Gold prices are attempting to find a bottom after experiencing a period of intense volatility.

Gold prices are trying to find a bottom after a period of intense volatility. As of Monday afternoon Singapore time, gold prices have narrowed their earlier losses and are trading near $4,630 per ounce. This move came after Axios reported that the United States, Iran, and regional mediators are discussing the terms of a potential 45-day ceasefire agreement, a development that could ease near-term geopolitical risks. Still, Donald Trump’s remarks remain mixed: while he referenced the final deadline related to reopening the Strait of Hormuz, he also issued new threats against Iran, leaving investors weighing hopes that the situation could de-escalate against the possibility of further disruptions.

The overall macro backdrop is not favorable for gold. Since the conflict broke out in late February, gold prices have fallen by about 12% as rising energy costs have pushed up inflation expectations. At the same time, strong U.S. labor market data—including March nonfarm payrolls rising to the highest level since the end of 2024—has further reinforced the Federal Reserve’s focus on inflation risks rather than cutting rates in the near term. This combination could weaken gold’s traditional appeal, especially when rising interest rates often put pressure on non-yielding assets. Meanwhile, some investors appear to be unwinding positions to offset losses in other areas.
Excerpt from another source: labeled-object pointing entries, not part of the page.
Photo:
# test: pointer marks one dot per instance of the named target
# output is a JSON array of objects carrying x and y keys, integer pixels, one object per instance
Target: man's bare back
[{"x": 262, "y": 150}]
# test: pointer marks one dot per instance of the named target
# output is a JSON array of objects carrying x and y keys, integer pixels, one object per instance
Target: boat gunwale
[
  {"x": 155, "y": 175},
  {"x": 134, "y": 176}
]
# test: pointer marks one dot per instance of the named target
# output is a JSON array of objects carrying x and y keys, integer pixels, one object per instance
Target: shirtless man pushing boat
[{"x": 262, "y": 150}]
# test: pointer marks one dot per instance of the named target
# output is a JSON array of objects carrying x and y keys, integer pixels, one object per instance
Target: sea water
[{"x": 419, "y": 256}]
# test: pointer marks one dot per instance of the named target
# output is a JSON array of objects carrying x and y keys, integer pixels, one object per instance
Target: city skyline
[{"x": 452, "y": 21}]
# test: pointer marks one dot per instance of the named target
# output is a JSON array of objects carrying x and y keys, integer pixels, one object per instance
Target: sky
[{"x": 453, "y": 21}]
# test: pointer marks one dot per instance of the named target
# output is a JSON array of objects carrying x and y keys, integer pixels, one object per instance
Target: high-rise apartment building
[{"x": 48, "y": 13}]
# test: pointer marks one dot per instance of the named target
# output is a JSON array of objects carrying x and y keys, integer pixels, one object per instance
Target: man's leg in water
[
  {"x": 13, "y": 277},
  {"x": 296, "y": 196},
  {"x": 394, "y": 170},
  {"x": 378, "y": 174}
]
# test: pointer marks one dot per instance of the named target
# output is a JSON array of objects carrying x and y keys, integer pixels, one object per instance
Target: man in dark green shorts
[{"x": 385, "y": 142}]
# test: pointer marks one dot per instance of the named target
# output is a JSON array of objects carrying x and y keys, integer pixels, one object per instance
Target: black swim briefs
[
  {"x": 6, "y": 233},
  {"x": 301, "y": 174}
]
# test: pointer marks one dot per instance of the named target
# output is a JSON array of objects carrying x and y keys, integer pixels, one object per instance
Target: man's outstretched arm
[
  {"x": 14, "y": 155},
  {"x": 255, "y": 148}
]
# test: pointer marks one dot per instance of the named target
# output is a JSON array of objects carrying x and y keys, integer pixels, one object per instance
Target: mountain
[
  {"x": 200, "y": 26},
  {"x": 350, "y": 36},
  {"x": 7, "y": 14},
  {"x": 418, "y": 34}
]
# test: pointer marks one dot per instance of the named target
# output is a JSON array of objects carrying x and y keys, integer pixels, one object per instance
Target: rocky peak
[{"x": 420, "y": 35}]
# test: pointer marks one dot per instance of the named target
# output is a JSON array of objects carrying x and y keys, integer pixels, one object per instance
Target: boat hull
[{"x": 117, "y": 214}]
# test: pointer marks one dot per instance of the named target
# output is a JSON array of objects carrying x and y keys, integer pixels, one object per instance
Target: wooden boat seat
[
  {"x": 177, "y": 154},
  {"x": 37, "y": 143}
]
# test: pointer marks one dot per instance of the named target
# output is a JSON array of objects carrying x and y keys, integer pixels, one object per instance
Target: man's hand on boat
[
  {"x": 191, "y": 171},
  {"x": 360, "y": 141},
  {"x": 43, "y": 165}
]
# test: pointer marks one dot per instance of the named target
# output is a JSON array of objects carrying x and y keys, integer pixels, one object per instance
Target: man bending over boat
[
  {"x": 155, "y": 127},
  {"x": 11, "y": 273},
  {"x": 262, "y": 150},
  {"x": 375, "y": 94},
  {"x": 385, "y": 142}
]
Positioning across markets looks relatively cautious. A comment from a former JPMorgan trader suggests that investors are “taking the chips off the table” to protect their portfolios during periods of high volatility. While technical signals indicate that the recent selloff may be stabilizing, given that U.S. inflation data are set to be released this week and oil prices continue to climb, the outlook remains uncertain. The next move in gold may depend on whether ceasefire talks can translate into tangible progress, or whether inflation pressure and policy expectations continue to drive investors’ thinking.